Lo cierto es que la sombra del Pritzker mexicano es larga. Incluso el propio Heredia parece tropezar con ella al final, sin poder evitarla completamente, cuando después de aludir con elocuencia a la lectura de sus obras bajo el velo Tafuriano de la voluntad burguesa de “aplacar las ansias” que provoca la metrópoli —crítica que sugiere, por ejemplo, empezar a hablar de Barragán como un arquitecto despreocupado de los muy reales problemas sociales del país—, termina por volver a hablar del arquitecto como personaje aislado, como un genio atemporal. ¿Quién, pues, se atreverá a cuestionar al único Pritzker que ha dado este país?

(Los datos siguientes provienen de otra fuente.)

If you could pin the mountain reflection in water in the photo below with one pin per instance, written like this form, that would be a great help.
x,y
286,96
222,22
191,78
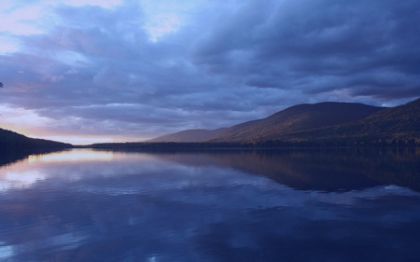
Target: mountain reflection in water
x,y
290,205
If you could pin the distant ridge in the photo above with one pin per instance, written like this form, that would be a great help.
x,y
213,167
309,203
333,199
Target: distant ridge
x,y
397,125
10,140
317,125
294,119
191,135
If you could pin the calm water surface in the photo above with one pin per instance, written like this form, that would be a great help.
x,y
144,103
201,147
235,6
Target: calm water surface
x,y
292,205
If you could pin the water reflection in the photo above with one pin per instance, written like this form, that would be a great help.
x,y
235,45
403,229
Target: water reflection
x,y
224,206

Frente a esto, la pregunta constante —y una que nos pertenece a quienes pretendemos criticar la práctica arquitectónica, como Palomar o Heredia, o quienes suscribimos esta nota—, es: ¿cuál es el papel del crítico de hoy? Si creemos que, idealmente, a la crítica le corresponde atacar lo estable, lo hegemónico; es claro que hacen falta más textos sobre el trabajo de Barragán que intenten llegar a eso: la desmitificación del personaje. Y las preguntas sobre un tema de estas características no se quedan ahí. Proponemos unas cuantas: ¿no le corresponde al crítico, al historiador o al teórico poner en crisis los conceptos acuñados por historias canónicas?, ¿es posible que frente a una realidad abrumadora y violenta, en donde además la arquitectura constantemente dibuja relaciones de poder en una línea que parece alejarse cada vez más del ciudadano, exista el crítico que se detiene a elucubrar afirmaciones en torno a la serenidad? ¿Habría que exigirle a esta figura —la del crítico—, un poco de consideración con el tiempo y la circunstancia desde las que escribe?
Nos parece que seguir meditando sobre el silencio y la serenidad es como levantar una muralla frente a la lápida de Barragán —rosa mexicano, pero muralla a fin de cuentas—, que no permite la opción de analizar la obra desde otras perspectivas. En estos dos textos, lo que tenemos es, por un lado, una visión nostálgica sobre un pasado inventado, despolitizado y acrítico (aquel de la serenidad melancólica de Barragán frente a un presente “caótico”) y, por otro, la reflexión de un autor que aunque intenta romper con el mito, no logra alejarse del todo al considerar al arquitecto como primer motor de la arquitectura, cuando esta es una disciplina que toca muchas más aristas. ¿Por qué no adicionar a esta relación de textos aquel que analiza la obra del tapatío a partir del contexto y las condiciones de su producción, aquel que hace una crítica a su ideología y su relación con el mundo material? En fin, una crítica que se aleje de considerar la obra de un arquitecto como un objeto que dialoga con la razón kantiana (“imparcial” y “universal”), y que se acerca, más bien, a las condiciones materiales que la generan.